Physical characteristics
- • location: The northern Ural Mountains
- Mouth: Pechora
- • coordinates: 65°57′55″N 56°56′01″E﻿ / ﻿65.9653°N 56.9336°E
- Length: 565 km (351 mi)
- Basin size: 93,600 km^{2} (36,100 mi^{2})
- • average: 1,310 m^{3}/s (46,000 cu ft/s)

Basin features
- Progression: Pechora→ Barents Sea

= Usa (Pechora) =

The Usa (Уса́; Усва, Usva) is a river in the northeast corner of European Russia that drains the Polar Urals southwest into the Pechora. The Polar Urals tend to the northeast and the Usa runs parallel to them. It is in the Komi Republic of Russia and the largest tributary of the Pechora, which it joins from the right. It is 565 km long, with a drainage basin of 93600 km2.

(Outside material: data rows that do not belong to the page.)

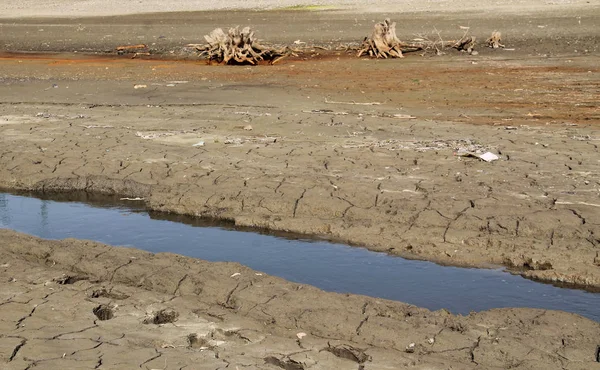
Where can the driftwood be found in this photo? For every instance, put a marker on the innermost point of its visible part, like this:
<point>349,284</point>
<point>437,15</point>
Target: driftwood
<point>237,47</point>
<point>494,40</point>
<point>383,42</point>
<point>136,50</point>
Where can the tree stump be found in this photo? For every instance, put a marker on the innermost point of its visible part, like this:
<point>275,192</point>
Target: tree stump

The Usa has an average discharge of 1310 m3/s, but this varies from a maximum of 21500 m3/s in June to a minimum of 43.9 m3/s in April.

==History==
The Usa valley has been inhabited for 40,000 years, as evidenced by the archaeological site Mamontovaya Kurya (Russian: Мамонтовой Курьи, "the mammoth curve").

With the Russian conquest of Siberia it became one of the main routes into Siberia. The route ran from the Pechora, which connects to other rivers in northern Russia, up the Usa, across the low Kamen Portage and down the Sob River to Ob River where there were customhouses at the Sob barrier and Obdorsk. During the short summer season this route was preferred by west-bound travellers since most of the sailing was down-river. For other Ural crossings see Verkhoturye.

==Course==
The river has its sources in the northern Ural Mountains, at the southern end of the Polar Urals, and it flows towards the southwest, roughly parallel to the mountain range. The main river is formed by the confluence of the Bolshaya Usa (Large Usa) and the Malaya Usa (Little Usa) some 30 km east of Vorkuta. The two tributaries are steep, with many rapids and waterfalls. After the confluence the main river is calm, with only a few rapids in its upper sections. Its banks here are high and cliff-like, but further downriver they become lower, wooded and boggy, except for a section around the settlement of Adak (Russian: Адак), where the river cuts through the Chernyshov Hills.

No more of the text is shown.